I feel like I missed something, but I haven’t seen anything about it in the Lil or Decker documentation.

I have a function like:

on view do
 if frames_since_last_step < 10
   # stop the function execution here since its not time
  return
 end

 # do the next animation step
end

Oh hm, maybe I can use sleep[10] instead of what I was trying to do here?

Still curious about writing guards for other validation though.

(+2)

I don’t believe so, no. Even though it looks a bit like Lua or Python, Lil’s functional-language heritage means there’s no shortcuts, no return or break or continue. This can make some things more difficult, but once you get used to thinking in that style you’re writing much more vectorisation-friendly code, and Lil’s vector operations are much more efficient than regular loops.

(+1)

Cool, thanks for sharing! Excited to vectorize my brain properly as I go.

(+1)

Lil doesn't have a keyword for performing an early return from a function, or otherwise an equivalent of break/continue for each/while loops or a throw/catch exception mechanism. All control flow is strictly structured and local.

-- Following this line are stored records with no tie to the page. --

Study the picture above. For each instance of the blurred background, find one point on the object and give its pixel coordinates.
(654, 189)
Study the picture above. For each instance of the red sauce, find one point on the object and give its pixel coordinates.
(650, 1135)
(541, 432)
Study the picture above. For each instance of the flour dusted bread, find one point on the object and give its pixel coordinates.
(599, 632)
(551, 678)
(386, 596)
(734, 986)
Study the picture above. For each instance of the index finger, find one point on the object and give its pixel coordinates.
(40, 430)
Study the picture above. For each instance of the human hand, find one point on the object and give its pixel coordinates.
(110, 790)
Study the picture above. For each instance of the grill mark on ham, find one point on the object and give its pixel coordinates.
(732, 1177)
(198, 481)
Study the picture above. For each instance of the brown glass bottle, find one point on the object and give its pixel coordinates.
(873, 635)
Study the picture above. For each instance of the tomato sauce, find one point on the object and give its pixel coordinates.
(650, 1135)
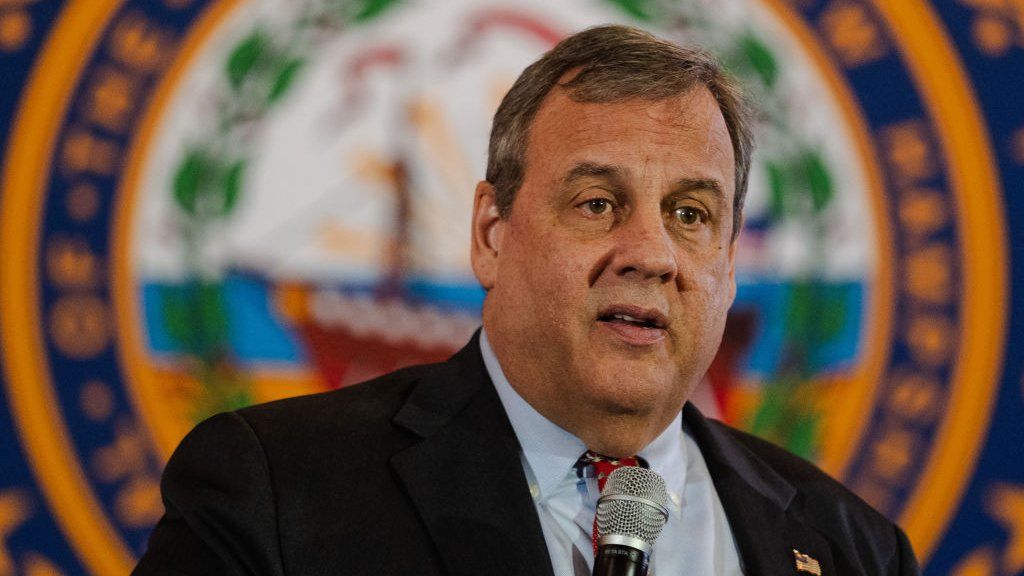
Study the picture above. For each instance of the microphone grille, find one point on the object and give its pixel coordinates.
(634, 503)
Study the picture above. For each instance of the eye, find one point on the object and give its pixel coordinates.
(690, 215)
(597, 205)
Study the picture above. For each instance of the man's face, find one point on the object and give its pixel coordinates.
(609, 282)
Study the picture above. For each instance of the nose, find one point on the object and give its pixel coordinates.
(644, 249)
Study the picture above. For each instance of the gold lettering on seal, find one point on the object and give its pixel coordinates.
(137, 503)
(80, 326)
(930, 339)
(82, 202)
(915, 398)
(907, 150)
(922, 212)
(928, 277)
(997, 25)
(851, 32)
(140, 44)
(111, 98)
(71, 263)
(86, 153)
(14, 509)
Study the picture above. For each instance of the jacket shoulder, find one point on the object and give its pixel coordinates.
(819, 491)
(858, 531)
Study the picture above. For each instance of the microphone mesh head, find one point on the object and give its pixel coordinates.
(640, 519)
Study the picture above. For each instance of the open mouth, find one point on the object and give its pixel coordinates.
(634, 316)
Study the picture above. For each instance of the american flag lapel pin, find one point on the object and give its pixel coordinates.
(806, 563)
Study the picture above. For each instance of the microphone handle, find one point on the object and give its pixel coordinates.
(616, 560)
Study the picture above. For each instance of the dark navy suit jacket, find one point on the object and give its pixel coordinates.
(418, 472)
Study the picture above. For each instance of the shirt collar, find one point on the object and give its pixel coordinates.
(551, 451)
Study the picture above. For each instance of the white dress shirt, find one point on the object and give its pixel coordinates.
(696, 539)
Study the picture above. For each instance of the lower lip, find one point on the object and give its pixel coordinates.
(635, 335)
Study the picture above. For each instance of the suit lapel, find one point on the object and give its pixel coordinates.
(764, 510)
(465, 476)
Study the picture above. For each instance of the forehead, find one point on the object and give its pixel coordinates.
(684, 134)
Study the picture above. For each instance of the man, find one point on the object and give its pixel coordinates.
(605, 238)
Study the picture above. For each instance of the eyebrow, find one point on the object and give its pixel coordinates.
(617, 174)
(592, 169)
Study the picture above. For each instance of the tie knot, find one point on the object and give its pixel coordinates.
(603, 465)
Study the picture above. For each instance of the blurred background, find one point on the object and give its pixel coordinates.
(211, 203)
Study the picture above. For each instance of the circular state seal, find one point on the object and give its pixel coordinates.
(230, 202)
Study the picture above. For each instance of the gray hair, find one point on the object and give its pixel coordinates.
(615, 64)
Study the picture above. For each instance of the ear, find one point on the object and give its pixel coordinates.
(732, 264)
(487, 229)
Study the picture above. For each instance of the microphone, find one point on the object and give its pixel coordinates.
(631, 512)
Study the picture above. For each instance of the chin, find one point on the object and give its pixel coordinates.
(635, 395)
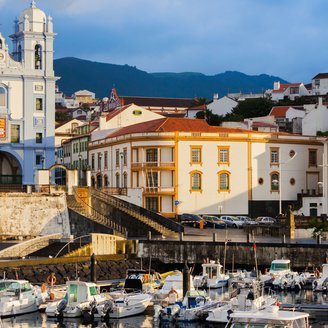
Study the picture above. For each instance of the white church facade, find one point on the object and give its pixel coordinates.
(27, 98)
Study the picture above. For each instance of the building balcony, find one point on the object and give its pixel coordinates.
(159, 190)
(152, 165)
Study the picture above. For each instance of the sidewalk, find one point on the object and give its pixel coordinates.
(238, 235)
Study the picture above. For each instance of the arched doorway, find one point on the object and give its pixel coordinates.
(99, 181)
(10, 169)
(58, 174)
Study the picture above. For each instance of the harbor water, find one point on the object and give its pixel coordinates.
(318, 318)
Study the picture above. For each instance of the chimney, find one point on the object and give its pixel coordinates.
(276, 85)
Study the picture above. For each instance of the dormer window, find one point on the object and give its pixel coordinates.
(19, 53)
(3, 97)
(38, 57)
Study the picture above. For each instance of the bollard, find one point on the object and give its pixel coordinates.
(186, 279)
(93, 272)
(318, 239)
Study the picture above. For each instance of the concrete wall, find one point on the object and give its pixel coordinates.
(26, 215)
(241, 254)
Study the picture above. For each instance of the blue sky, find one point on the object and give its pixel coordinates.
(286, 38)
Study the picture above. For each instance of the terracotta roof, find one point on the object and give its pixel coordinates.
(115, 112)
(320, 76)
(172, 125)
(263, 124)
(284, 87)
(279, 111)
(159, 102)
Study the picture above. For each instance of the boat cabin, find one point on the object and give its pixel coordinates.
(80, 291)
(212, 269)
(280, 267)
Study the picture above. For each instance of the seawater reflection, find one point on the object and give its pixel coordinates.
(146, 321)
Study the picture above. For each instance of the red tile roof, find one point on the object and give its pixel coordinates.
(159, 102)
(320, 76)
(284, 87)
(172, 125)
(279, 111)
(115, 112)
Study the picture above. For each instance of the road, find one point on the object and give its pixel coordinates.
(238, 235)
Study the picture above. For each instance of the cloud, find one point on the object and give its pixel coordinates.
(281, 37)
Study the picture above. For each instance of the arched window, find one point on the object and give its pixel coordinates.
(195, 181)
(19, 53)
(224, 181)
(275, 181)
(38, 57)
(125, 180)
(106, 181)
(99, 181)
(3, 97)
(117, 177)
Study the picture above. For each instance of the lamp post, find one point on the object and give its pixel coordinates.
(80, 170)
(280, 179)
(121, 156)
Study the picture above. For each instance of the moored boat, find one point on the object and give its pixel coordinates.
(19, 297)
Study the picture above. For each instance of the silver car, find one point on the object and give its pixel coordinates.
(232, 221)
(246, 219)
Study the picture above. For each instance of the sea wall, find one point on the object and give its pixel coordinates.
(30, 215)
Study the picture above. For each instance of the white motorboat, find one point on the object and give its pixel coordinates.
(321, 283)
(194, 307)
(126, 306)
(172, 289)
(278, 268)
(289, 281)
(79, 295)
(212, 276)
(18, 297)
(269, 317)
(248, 300)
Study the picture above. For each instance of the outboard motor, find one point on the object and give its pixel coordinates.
(61, 307)
(108, 308)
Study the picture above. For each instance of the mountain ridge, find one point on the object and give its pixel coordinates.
(78, 74)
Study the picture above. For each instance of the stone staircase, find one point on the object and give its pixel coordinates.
(134, 212)
(85, 210)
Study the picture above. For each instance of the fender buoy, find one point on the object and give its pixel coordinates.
(43, 288)
(51, 280)
(173, 291)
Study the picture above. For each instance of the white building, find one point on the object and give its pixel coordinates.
(27, 98)
(288, 90)
(222, 106)
(320, 84)
(316, 119)
(174, 166)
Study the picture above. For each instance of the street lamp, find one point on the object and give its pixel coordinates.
(122, 157)
(80, 170)
(280, 180)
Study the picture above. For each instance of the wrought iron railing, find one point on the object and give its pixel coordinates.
(120, 203)
(98, 217)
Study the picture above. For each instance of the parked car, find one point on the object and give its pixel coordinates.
(192, 220)
(214, 222)
(232, 221)
(247, 219)
(266, 220)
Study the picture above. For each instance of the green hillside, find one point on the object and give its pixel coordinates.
(76, 74)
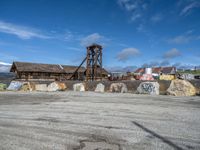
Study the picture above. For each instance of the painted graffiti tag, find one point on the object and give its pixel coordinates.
(148, 87)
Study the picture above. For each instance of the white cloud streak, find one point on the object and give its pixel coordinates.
(187, 9)
(172, 53)
(134, 7)
(127, 53)
(91, 39)
(156, 18)
(21, 31)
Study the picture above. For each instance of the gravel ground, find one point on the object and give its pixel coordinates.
(95, 121)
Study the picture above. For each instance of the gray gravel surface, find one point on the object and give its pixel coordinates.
(95, 121)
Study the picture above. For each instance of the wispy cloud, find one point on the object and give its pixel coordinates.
(22, 32)
(183, 39)
(156, 18)
(4, 67)
(188, 8)
(172, 53)
(127, 53)
(156, 64)
(4, 63)
(121, 69)
(134, 7)
(92, 38)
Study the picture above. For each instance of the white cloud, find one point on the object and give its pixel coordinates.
(4, 63)
(184, 38)
(181, 39)
(91, 39)
(172, 53)
(4, 67)
(187, 9)
(21, 31)
(127, 53)
(134, 7)
(156, 18)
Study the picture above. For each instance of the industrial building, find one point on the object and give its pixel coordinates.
(55, 72)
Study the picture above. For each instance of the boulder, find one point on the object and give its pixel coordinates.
(41, 87)
(181, 88)
(118, 87)
(187, 76)
(3, 87)
(79, 87)
(56, 86)
(167, 77)
(151, 88)
(15, 85)
(27, 86)
(100, 88)
(147, 77)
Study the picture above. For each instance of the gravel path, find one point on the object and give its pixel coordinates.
(95, 121)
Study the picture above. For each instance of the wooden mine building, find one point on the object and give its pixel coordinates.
(36, 71)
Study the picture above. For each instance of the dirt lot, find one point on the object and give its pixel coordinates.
(94, 121)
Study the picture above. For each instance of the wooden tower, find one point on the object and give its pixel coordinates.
(94, 62)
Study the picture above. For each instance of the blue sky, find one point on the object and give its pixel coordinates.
(133, 33)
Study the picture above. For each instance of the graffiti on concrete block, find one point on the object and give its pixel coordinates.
(148, 87)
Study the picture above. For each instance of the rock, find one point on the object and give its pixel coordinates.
(187, 77)
(3, 87)
(41, 87)
(181, 88)
(27, 87)
(167, 77)
(118, 87)
(151, 88)
(100, 88)
(147, 77)
(56, 86)
(15, 86)
(79, 87)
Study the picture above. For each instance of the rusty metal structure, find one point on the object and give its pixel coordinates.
(93, 63)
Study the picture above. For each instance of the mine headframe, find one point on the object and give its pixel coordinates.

For some situations where you might want to guard a clause, you can take advantage of the fact that if ... elseif ... else ... end structures, like all control structures in Lil, are expressions which return their result:

C:

int foo(){
 if(cond1){return a;}
 if(cond2){foo();return b;}
 bar();quux();return c;
}

Lil:

on foo do
 if cond1 a
 elseif cond2 foo[] b
 else bar[] quux[] c
 end
end

I encourage breaking functions down into fairly short definitions. You can nest function declarations within one another if you need "helper" functions that are only used in one place, and those nested functions will close over the lexical scope of their "parent" function.

(+1)

Thank you for the advice! I think the tip to define many more functions is where I should start. Excited to see how to adapt to this pattern.